Asked how the city and state should negotiate with the Bears, 37% said the government should let the team leave Soldier Field without any taxpayer funds to build a new stadium. Another 27% said officials should offer a deal equal to that made by Indiana, which has proposed spending $1 billion while the Bears would pay $2 billion to build an enclosed stadium in Hammond.
Another 13% said Illinois should offer more than Indiana to keep the team, while 22% said the Bears should be forced to stay in Soldier Field for the rest of their contract, which runs through 2033.
The survey of 1,000 Illinois residents released Tuesday was conducted in March by the University of Illinois Springfield Center for State Policy and Leadership, and first published by NPR Illinois. Respondents were representative of Illinois’ population based on characteristics such as gender, race, political affiliation and urban and rural residency.
Nearly 70% of respondents said new stadiums should be funded mostly or entirely with private dollars, including 37% who support fully private funding and 32% who prefer more private than public funding. About 16% supported an even split between public and private funding, while less than 15% favored relying more on tax dollars. Views on funding were consistent across political parties, with Democrats, Republicans and independents showing similar preferences.

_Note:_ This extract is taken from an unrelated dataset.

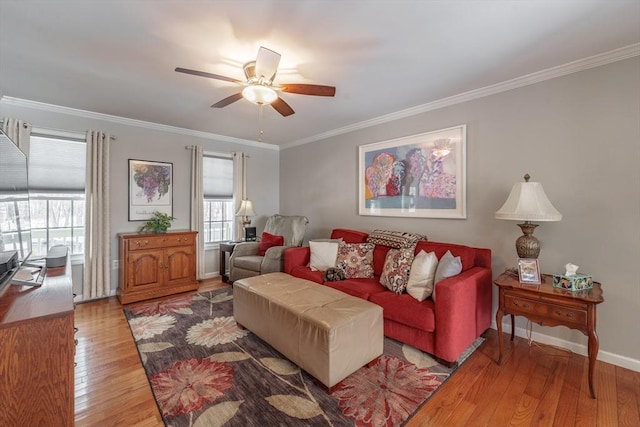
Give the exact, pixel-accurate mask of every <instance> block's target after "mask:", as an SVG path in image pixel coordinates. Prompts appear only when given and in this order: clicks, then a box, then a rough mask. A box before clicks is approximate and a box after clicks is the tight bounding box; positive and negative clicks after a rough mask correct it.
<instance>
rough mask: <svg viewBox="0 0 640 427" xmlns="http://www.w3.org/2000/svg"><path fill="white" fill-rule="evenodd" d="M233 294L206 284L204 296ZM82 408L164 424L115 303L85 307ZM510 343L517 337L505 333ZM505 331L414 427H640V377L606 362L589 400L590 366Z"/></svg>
mask: <svg viewBox="0 0 640 427" xmlns="http://www.w3.org/2000/svg"><path fill="white" fill-rule="evenodd" d="M221 286H226V285H224V284H222V283H221V282H220V281H219V280H213V281H207V282H205V283H204V284H203V285H202V286H201V287H200V289H211V288H218V287H221ZM75 323H76V326H77V327H78V329H79V330H78V333H77V338H78V346H77V348H76V357H75V360H76V363H77V367H76V371H75V383H76V387H75V393H76V395H75V407H76V416H75V419H76V425H77V426H124V425H126V426H162V425H163V423H162V419H161V417H160V413H159V411H158V408H157V406H156V404H155V401H154V399H153V395H152V393H151V388H150V387H149V383H148V381H147V378H146V376H145V373H144V369H143V368H142V364H141V363H140V358H139V356H138V352H137V350H136V347H135V344H134V342H133V338H132V337H131V333H130V331H129V327H128V325H127V322H126V319H125V318H124V314H123V312H122V306H121V305H120V304H119V303H118V300H117V299H116V298H109V299H105V300H100V301H95V302H90V303H85V304H78V306H77V308H76V311H75ZM504 339H505V343H508V337H507V336H506V335H505V338H504ZM505 347H506V348H507V349H508V351H509V354H507V361H506V362H505V364H504V365H503V366H498V365H496V363H495V360H496V359H497V355H498V341H497V333H496V331H494V330H489V331H488V332H487V334H486V341H485V343H484V344H483V345H482V346H481V347H480V348H479V349H478V350H477V351H476V352H475V353H474V354H473V355H472V356H471V357H470V358H469V359H468V360H467V361H466V362H465V363H464V364H463V365H462V366H461V367H460V368H459V369H458V370H457V371H456V373H455V374H454V375H453V376H452V377H451V379H450V380H449V381H447V383H446V384H444V385H443V386H442V387H441V389H440V390H439V391H438V392H437V393H436V394H435V395H434V396H433V397H432V398H431V400H429V402H427V404H425V405H424V406H423V407H422V408H421V409H420V411H419V412H418V413H417V414H416V415H415V416H414V417H413V419H412V420H411V421H410V422H409V423H408V426H409V427H416V426H447V427H449V426H484V425H486V426H507V425H516V426H562V427H566V426H606V427H609V426H639V425H640V410H639V408H640V373H638V372H634V371H630V370H628V369H624V368H620V367H617V366H614V365H611V364H608V363H604V362H600V361H598V362H597V364H596V373H595V387H596V394H597V399H596V400H593V399H591V398H590V397H589V386H588V382H587V371H588V360H587V358H586V357H583V356H580V355H577V354H568V353H565V352H562V351H559V350H557V349H553V348H548V347H544V346H543V347H538V346H535V345H533V346H531V347H530V346H529V345H528V343H527V341H526V340H524V339H522V338H516V341H515V342H514V343H513V344H510V343H509V344H507V345H506V346H505Z"/></svg>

“These findings show that while Illinois residents have mixed views on whether the Bears should remain in the state, there is broad agreement that taxpayer funding for new stadiums should be limited,” said Nicholas Waterbury, assistant research director for the UIS Center for State Policy and Leadership.
The findings also showed that passions for keeping the Bears in Illinois ran much higher in the Chicago area than downstate.
About 49% of respondents said it is important that the team remains in Illinois, including 29% who said it is “very important,” while 50.3% said it is only somewhat important or not important at all, including 30% who said it is “not important at all.”
Net importance — the percentage of residents that consider the Bears’ home state as an important issue, minus the percentage that do not think it is important at all — was 49% in Chicago, 28% in the collar counties, but negative 29% in the southern end of the state.